Poco antes de tu muerte yo te visité en el hospital, te dije que te amaba y que quería que siempre estuvieras conmigo, tu miraste mis ojos y me dijiste, eres Raúl, mientras tomaba tu mano entre la mía, no quería soltarla un momento, quería sentir tu energía fluir entre mis venas y que nutrieran mi sangre, me acerqué para que me besaras y dijiste ya entiendo, yo dije -te amaré toda la eternidad Adriana- tu agregaste casi sin poder hablar -el amor es tan fuerte que si muero, regresaré contigo, como tú lo hiciste y estaremos juntos, siempre. Mis ojos se llenaron de lágrimas y te dije -nunca morirás Adriana, estaremos juntos siempre- tú dijiste -es un círculo eterno- y cerraste los ojos luego continuaste -moriré, lo siento y lo sé, soy médico y mi cuerpo está muy mal, pero el amor no tiene fin, tú me lo enseñaste, sé que nos amaremos por siempre.

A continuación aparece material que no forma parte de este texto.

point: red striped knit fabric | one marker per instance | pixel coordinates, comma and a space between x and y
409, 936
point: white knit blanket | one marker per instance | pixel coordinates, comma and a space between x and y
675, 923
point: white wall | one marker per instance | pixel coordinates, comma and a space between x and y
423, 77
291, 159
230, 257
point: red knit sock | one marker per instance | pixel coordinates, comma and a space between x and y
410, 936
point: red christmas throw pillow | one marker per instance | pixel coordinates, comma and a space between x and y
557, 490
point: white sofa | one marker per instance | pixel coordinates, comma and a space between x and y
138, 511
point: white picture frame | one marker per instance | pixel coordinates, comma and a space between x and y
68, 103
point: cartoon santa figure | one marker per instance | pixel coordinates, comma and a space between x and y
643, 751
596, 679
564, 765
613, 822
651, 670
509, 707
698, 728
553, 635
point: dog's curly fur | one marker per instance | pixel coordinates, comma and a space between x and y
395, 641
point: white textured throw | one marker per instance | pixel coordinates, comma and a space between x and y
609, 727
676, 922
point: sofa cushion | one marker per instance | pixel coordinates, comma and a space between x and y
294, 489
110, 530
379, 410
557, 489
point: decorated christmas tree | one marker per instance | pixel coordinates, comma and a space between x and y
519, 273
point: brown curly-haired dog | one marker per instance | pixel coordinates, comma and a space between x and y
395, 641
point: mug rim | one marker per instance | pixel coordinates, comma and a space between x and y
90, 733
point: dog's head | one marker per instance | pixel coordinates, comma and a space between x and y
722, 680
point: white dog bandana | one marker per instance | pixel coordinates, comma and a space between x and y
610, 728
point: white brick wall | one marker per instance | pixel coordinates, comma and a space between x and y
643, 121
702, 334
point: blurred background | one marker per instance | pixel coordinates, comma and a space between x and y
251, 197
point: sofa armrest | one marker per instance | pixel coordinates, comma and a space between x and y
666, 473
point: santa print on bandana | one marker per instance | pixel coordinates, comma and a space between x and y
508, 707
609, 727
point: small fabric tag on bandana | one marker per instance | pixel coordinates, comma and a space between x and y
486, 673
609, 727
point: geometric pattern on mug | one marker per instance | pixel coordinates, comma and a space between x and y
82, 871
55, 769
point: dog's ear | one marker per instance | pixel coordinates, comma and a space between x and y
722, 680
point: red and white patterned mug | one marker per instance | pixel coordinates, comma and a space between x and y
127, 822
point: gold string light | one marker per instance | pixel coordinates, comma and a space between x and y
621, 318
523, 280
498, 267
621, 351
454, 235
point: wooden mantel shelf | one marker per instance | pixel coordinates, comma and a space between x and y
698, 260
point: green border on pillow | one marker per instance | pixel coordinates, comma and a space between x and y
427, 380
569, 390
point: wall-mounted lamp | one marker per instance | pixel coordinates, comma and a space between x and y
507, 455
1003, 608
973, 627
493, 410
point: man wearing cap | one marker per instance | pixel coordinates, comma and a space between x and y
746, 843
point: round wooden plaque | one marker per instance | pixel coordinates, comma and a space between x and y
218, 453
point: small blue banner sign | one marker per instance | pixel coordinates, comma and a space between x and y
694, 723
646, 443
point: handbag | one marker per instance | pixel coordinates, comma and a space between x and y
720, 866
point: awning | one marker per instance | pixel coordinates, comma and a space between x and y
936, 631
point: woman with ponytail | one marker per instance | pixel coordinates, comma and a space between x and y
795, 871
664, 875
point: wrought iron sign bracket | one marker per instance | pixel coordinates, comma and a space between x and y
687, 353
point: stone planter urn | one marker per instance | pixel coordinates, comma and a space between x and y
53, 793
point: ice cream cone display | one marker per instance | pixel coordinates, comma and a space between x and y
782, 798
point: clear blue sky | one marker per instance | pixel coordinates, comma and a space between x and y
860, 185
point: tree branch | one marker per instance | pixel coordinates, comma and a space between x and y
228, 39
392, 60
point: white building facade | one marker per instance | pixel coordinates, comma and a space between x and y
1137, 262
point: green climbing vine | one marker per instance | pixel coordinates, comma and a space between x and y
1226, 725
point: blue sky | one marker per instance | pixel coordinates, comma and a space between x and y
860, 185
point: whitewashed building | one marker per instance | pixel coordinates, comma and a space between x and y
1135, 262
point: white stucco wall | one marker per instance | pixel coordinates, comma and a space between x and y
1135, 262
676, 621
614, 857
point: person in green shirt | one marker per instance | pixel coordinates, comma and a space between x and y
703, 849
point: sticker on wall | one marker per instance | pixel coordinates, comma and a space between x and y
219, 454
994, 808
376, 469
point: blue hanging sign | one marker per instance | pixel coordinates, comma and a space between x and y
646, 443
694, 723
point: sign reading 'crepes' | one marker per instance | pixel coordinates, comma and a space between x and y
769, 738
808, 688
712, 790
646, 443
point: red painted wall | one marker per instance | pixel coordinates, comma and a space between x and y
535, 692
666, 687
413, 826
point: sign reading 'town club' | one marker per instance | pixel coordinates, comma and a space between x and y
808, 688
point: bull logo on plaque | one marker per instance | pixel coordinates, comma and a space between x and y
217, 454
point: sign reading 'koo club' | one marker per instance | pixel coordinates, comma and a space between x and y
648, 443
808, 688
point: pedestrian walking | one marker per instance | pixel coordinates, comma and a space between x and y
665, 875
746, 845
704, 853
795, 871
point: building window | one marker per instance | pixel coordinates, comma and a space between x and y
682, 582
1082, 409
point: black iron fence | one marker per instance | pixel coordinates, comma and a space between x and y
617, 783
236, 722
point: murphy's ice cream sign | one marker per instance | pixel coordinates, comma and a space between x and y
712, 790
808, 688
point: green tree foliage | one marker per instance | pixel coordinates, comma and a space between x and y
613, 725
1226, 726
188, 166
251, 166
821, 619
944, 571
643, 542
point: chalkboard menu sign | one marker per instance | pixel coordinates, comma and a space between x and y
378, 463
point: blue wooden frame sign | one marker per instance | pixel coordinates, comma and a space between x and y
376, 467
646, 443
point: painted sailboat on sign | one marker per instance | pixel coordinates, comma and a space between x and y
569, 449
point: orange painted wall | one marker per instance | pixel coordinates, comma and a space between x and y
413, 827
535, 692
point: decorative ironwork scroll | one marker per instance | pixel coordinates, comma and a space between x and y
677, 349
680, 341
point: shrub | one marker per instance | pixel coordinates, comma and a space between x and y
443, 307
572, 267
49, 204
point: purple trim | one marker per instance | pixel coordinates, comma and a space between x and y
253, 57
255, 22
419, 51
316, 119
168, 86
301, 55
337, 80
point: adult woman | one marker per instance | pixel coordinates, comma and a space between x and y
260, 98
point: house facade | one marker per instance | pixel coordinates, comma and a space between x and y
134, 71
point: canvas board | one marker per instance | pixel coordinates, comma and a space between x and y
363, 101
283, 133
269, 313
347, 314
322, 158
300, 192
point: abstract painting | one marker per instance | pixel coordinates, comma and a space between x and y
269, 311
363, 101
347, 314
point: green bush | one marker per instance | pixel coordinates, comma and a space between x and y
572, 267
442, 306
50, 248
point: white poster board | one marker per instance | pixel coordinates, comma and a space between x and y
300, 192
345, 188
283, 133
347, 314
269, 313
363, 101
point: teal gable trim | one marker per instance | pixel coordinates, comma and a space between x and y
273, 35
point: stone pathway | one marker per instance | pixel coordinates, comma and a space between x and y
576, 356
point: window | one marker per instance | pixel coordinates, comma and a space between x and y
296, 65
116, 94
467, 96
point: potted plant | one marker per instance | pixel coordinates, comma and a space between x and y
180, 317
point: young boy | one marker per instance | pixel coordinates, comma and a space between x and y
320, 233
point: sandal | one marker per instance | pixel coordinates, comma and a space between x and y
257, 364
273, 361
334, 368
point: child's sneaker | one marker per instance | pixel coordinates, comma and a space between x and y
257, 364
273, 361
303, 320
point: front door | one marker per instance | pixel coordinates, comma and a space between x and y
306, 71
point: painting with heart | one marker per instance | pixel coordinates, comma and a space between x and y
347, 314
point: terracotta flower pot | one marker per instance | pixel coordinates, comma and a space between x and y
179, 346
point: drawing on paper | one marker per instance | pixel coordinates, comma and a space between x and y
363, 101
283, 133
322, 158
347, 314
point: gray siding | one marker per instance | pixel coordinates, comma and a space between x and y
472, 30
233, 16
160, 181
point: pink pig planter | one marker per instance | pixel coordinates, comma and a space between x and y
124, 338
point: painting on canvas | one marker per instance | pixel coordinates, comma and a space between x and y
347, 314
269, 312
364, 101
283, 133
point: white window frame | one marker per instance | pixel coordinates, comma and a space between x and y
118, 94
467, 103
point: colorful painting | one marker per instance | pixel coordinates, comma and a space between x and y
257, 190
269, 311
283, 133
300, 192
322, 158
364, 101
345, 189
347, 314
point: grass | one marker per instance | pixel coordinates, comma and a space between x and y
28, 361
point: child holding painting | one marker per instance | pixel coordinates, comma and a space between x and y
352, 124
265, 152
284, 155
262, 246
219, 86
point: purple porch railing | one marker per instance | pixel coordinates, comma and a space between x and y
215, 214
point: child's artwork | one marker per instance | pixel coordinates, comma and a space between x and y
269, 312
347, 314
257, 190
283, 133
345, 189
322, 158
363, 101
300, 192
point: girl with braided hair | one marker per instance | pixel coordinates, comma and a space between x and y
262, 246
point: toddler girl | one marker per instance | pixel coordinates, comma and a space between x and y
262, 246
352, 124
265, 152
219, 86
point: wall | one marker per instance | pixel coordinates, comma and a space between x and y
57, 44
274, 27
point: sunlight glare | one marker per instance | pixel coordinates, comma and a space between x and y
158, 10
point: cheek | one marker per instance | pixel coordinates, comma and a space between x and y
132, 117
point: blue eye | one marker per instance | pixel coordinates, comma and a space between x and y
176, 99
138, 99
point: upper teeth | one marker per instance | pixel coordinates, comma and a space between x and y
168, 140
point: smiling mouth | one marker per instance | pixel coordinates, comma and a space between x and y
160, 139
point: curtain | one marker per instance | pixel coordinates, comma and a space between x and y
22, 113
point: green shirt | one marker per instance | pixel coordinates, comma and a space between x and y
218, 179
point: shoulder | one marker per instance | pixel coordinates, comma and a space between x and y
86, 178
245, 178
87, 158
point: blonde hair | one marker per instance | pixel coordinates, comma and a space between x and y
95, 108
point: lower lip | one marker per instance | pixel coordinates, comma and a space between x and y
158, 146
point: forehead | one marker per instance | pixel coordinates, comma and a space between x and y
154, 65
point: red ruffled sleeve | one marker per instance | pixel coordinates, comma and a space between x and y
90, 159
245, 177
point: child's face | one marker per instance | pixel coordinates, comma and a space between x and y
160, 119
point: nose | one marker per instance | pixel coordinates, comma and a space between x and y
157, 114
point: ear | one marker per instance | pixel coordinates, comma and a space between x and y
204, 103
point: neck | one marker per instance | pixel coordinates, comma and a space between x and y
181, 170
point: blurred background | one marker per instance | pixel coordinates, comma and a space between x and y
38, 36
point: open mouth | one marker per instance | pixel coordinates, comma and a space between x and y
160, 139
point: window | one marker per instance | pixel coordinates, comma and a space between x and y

Al día siguiente fui a verte al hospital después de acabar mis clases y ya no estabas, habías muerto, tu madre habló con los padres de Raúl, tu antiguo novio y les pidieron que los cuerpos estuvieran juntos, en este panteón que visito a diario y en cuya loza dice: “Adriana y Raúl”. Yo acudí al entierro, llevé una rosa roja y la lancé cuando los cubrían de tierra, ahora sé que me reuniré contigo algún día, en el universo donde viven los enamorados, en ese círculo que nunca termina y en el que vivimos ligados, lo sé todo, todo, tu novio Raúl, tu vida de amor, mi vida actual, pero sé algo más importante, el amor no tiene fin y sé que tú estás a mi lado y algún día sé que regresarás y estarás conmigo, siempre.